What happened

Shares of Fossil Group (NASDAQ:FOSL) rose 13% Thursday after the watchmaker showed off progress toward its turnaround in its first-quarter earnings report. 

So what

Revenue in the period fell 18% (15% in constant currency) to $465.3 million, as timepieces have become less necessary in the smartphone era. Nonetheless, that result topped estimates of $456.1 million. The company said comparable retail sales fell 9% in the quarter, but e-commerce sales continued to grow.

The entrance to a Fossil store

Image source: Fossil.

The company experienced significant revenue declines in its three product categories -- watches, leather, and jewelry -- and in both the Americas and Europe.

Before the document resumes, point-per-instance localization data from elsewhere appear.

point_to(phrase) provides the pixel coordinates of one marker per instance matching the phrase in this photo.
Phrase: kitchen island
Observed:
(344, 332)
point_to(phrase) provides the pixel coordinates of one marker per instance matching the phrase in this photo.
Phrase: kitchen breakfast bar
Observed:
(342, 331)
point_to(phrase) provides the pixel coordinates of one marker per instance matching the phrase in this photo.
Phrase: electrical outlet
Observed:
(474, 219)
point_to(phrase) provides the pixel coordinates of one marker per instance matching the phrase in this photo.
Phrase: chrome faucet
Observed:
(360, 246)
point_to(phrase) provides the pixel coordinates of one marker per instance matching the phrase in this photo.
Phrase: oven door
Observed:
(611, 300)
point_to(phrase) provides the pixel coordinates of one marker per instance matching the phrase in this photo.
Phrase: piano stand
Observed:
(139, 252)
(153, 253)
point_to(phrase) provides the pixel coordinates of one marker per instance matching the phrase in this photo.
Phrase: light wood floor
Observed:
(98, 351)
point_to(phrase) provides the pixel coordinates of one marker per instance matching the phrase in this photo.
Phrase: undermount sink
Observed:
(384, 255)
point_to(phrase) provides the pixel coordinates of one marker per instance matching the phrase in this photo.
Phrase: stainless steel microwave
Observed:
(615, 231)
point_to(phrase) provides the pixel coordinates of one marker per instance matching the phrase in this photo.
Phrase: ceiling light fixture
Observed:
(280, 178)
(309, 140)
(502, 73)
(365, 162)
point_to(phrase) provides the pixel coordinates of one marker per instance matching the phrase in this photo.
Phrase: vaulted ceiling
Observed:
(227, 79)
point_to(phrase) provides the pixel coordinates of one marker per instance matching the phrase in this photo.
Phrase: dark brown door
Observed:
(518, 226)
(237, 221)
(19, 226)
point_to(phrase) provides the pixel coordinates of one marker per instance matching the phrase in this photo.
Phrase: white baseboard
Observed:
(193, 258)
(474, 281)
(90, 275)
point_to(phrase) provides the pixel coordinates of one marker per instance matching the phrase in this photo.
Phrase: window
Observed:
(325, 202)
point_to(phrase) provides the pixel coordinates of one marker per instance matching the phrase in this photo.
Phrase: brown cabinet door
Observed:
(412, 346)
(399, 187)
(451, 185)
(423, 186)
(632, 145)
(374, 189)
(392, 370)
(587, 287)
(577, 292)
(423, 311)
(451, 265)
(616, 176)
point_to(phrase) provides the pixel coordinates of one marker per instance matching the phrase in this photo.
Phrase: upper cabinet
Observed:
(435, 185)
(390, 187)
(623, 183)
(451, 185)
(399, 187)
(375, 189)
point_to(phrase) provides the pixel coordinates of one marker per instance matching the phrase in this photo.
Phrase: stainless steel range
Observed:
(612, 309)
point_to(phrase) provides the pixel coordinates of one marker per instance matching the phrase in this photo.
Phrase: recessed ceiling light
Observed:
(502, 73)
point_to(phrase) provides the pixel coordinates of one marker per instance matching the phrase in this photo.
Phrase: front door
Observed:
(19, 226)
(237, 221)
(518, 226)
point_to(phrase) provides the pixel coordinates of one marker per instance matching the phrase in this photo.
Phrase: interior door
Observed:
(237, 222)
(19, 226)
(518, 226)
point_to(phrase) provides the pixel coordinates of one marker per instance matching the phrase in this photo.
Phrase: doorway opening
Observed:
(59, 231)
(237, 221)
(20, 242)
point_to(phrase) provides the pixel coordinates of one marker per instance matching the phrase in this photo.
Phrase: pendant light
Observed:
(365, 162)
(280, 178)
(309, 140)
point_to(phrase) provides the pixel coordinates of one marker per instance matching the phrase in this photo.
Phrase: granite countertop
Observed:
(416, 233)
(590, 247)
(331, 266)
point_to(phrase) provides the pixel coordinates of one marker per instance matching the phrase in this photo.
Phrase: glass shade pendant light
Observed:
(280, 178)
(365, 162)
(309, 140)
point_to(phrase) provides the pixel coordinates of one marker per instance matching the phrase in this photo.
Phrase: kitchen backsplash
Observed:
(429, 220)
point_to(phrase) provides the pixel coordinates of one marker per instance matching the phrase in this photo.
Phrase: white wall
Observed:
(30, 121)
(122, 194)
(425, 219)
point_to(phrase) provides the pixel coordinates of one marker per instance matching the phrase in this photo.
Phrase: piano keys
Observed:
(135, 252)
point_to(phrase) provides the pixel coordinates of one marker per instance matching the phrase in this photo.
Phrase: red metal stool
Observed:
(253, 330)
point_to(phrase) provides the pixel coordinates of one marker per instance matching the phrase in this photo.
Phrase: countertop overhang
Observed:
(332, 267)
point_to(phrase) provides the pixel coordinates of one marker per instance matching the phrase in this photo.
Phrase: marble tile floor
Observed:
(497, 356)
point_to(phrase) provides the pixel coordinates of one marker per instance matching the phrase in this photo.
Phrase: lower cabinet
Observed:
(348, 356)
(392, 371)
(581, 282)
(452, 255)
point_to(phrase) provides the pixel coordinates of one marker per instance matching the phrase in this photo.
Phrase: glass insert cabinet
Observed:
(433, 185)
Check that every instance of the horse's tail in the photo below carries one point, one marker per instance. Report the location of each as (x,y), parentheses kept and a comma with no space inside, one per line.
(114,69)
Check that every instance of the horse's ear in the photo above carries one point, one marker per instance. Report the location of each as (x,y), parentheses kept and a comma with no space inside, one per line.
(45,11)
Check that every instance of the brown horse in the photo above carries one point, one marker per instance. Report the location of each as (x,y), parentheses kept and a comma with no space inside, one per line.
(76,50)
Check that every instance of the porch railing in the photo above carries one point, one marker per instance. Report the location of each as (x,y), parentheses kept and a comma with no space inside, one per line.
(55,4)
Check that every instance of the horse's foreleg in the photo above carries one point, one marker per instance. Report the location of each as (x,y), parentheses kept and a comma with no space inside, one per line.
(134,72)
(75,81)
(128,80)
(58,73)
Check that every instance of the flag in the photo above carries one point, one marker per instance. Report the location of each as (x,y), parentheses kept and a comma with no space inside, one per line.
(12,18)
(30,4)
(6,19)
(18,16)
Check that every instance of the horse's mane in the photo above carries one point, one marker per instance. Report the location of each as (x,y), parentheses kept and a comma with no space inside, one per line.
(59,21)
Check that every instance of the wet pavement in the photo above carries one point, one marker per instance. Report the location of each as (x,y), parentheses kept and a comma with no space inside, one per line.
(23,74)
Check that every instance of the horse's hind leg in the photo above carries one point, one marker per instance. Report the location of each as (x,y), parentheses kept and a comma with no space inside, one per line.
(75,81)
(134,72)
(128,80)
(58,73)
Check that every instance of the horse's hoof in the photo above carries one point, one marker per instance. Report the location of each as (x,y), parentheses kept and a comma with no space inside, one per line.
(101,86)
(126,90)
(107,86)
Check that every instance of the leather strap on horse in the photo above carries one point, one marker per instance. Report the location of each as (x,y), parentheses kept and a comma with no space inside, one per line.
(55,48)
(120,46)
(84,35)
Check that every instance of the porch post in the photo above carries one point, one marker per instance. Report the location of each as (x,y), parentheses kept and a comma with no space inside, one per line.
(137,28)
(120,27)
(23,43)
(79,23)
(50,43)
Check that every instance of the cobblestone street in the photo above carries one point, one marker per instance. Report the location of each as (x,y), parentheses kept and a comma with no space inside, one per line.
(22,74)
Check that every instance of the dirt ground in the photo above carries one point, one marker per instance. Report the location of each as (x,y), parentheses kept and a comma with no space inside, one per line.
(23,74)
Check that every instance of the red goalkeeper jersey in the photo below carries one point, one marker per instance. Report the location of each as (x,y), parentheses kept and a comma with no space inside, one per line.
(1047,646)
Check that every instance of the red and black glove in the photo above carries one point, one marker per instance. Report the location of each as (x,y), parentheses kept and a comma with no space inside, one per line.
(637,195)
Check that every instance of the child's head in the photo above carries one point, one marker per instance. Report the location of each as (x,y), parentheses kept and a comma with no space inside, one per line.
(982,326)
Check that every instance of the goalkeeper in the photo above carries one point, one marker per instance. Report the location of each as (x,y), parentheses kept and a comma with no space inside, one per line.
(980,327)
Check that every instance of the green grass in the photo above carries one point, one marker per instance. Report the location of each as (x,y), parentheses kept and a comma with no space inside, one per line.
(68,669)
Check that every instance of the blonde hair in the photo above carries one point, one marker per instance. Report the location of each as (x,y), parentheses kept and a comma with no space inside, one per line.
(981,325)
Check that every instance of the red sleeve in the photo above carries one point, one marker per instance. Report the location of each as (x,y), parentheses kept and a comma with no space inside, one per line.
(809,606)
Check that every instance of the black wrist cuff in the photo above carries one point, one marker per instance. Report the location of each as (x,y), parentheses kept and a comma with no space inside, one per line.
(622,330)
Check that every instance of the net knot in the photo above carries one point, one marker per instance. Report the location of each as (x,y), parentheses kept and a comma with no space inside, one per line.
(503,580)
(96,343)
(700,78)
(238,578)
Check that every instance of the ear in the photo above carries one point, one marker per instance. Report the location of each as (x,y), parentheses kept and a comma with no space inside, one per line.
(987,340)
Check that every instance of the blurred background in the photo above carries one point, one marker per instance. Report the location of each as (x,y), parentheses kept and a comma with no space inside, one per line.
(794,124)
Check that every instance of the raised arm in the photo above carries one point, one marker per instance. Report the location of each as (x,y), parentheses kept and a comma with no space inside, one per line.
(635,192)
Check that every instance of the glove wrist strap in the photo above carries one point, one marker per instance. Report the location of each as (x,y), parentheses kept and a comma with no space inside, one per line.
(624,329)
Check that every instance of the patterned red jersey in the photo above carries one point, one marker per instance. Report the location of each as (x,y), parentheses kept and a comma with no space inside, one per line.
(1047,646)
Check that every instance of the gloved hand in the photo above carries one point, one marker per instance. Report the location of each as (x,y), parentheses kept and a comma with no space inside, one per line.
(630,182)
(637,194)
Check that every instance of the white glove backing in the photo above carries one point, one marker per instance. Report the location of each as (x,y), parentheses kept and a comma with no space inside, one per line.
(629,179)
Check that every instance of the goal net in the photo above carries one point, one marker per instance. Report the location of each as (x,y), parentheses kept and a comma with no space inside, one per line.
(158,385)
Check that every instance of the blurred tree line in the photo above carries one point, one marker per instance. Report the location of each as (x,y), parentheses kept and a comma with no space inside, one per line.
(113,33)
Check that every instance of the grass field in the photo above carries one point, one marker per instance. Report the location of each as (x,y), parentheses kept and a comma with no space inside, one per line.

However, in Asia, constant-currency revenue rose 4%, with solid growth in China and India.

Gross margin increased by 280 basis points, a promising sign, to 53.3%; this was due to a cutback on sales in the off-price channel, and a favorable mix shift to higher-margin sales in Asia.

Adjusted loss per share improved from a loss of $0.64 to one of $0.42, beating expectations for a loss of $0.60 per share.

CEO Kosta Kartsotis said: "We began fiscal 2019 reporting sales and earnings that exceeded our expectations. Given the ongoing disruptions in our category, we continue to plan our business conservatively but are operating with a sense of urgency to transform our sales channels and to increase product innovation across our categories."

Now what

Looking ahead, the company sees revenue declining between 7% and 12% for the full year. It also expects pre-tax income of $30 million to $75 million.

While the continuing declines in revenue are troubling, investors are learning to accept them as the company copes with a struggling brick-and-mortar channel and a watch market in transition. However, Fossil seems to be making progress in its turnaround efforts as it moves toward wearables and e-commerce. Growth in China and India also shows that the brand isn't struggling everywhere, and the improvement in gross margin is a positive sign for the bottom line.

The stock is unlikely to return to its previous heights, but Fossil seems to be moving in the right direction for now.